Un nouveau système de rémunération en Pro D2 et dans les divisions inférieures suscite inquiétudes et soupçons de fraude. Depuis plusieurs semaines, l’A2R s’intéresse à la pratique consistant à verser une large partie des salaires via des « conventions de droits à l’image », un procédé qui échappe largement au contrôle des autorités.
C’est le Midi Olympique qui a dévoilé les premiers éléments de ce dossier, révélant une possible nouvelle affaire de fraude susceptible d’éclater prochainement. Sur le papier, rien d’illégal ne semble transparaître. Cependant, certains documents consultés par les journalistes éveillent de sérieux doutes.
Ces documents concernent principalement des joueurs étrangers en Pro D2, sous des « contrats LNR proches du minimum conventionnel » – soit environ 23 000 euros brut annuels – ou en Top 14, à 42 000 euros. Mais ces contrats officiels sont complétés par une seconde rémunération, parfois équivalente voire supérieure, versée via des sociétés de communication privées, souvent créées ou promises par les joueurs eux-mêmes.
### Un salaire presque doublé… sans activité réelle
Ces conventions de droits à l’image prévoient des montants entre 36 000 et 48 000 euros par an, versés par ces sociétés. Officiellement, ces structures sont destinées à exploiter l’image des joueurs à des fins promotionnelles. En réalité, nombre de ces sociétés « n’existent que sur le papier ». En effet, leurs sites internet sont « en construction », sans aucun contenu, activité commerciale ou trace tangible d’exploitation de l’image des joueurs.
« C’est pour cela que l’on peut parler de faux droits à l’image », explique un expert-comptable collaborant avec plusieurs clubs professionnels. « Le club réduit ses charges sociales, et le joueur sort des radars de l’URSSAF et de l’administration fiscale. »

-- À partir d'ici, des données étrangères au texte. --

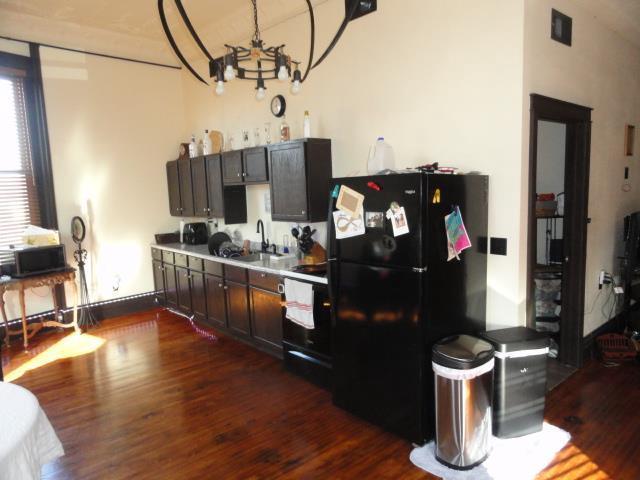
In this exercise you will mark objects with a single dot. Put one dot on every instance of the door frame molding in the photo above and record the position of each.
(577, 118)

### Des contrats truffés d’incohérences
Les conventions portaient sur la saison dernière et celle en cours, et certaines présentent des anomalies flagrantes. Dans un des documents étudiés, un joueur international samoan est décrit comme ayant développé « une image forte et reconnue en tant que champion olympique ». Or, les Samoa n’ont « jamais remporté de médaille olympique en rugby à 7 ». Ce type d’erreur accentue les soupçons d’un montage standardisé, sans lien réel avec la notoriété ou la carrière des joueurs concernés.
### Un système loin d’être isolé
Après les affaires Pacific Heart et des fausses prestations – incluant des stages fictifs et des matchs amicaux jamais joués – récemment passées devant la commission de discipline et de régulation du rugby français, ces révélations confirment l’existence d’une problématique systémique.
Souvent, ce sont les joueurs les moins bien rémunérés qui sont exploités comme variables d’ajustement dans ces stratagèmes. L’intervention de l’A2R souligne l’enjeu d’équité financière entre clubs, mais aussi les risques majeurs encourus par les joueurs et dirigeants, exposés à d’importantes sanctions.
Le rugby professionnel français, qui pensait avoir tourné la page des montages opaques, semblerait aujourd’hui entamer un nouveau chapitre sombre de sa gestion financière.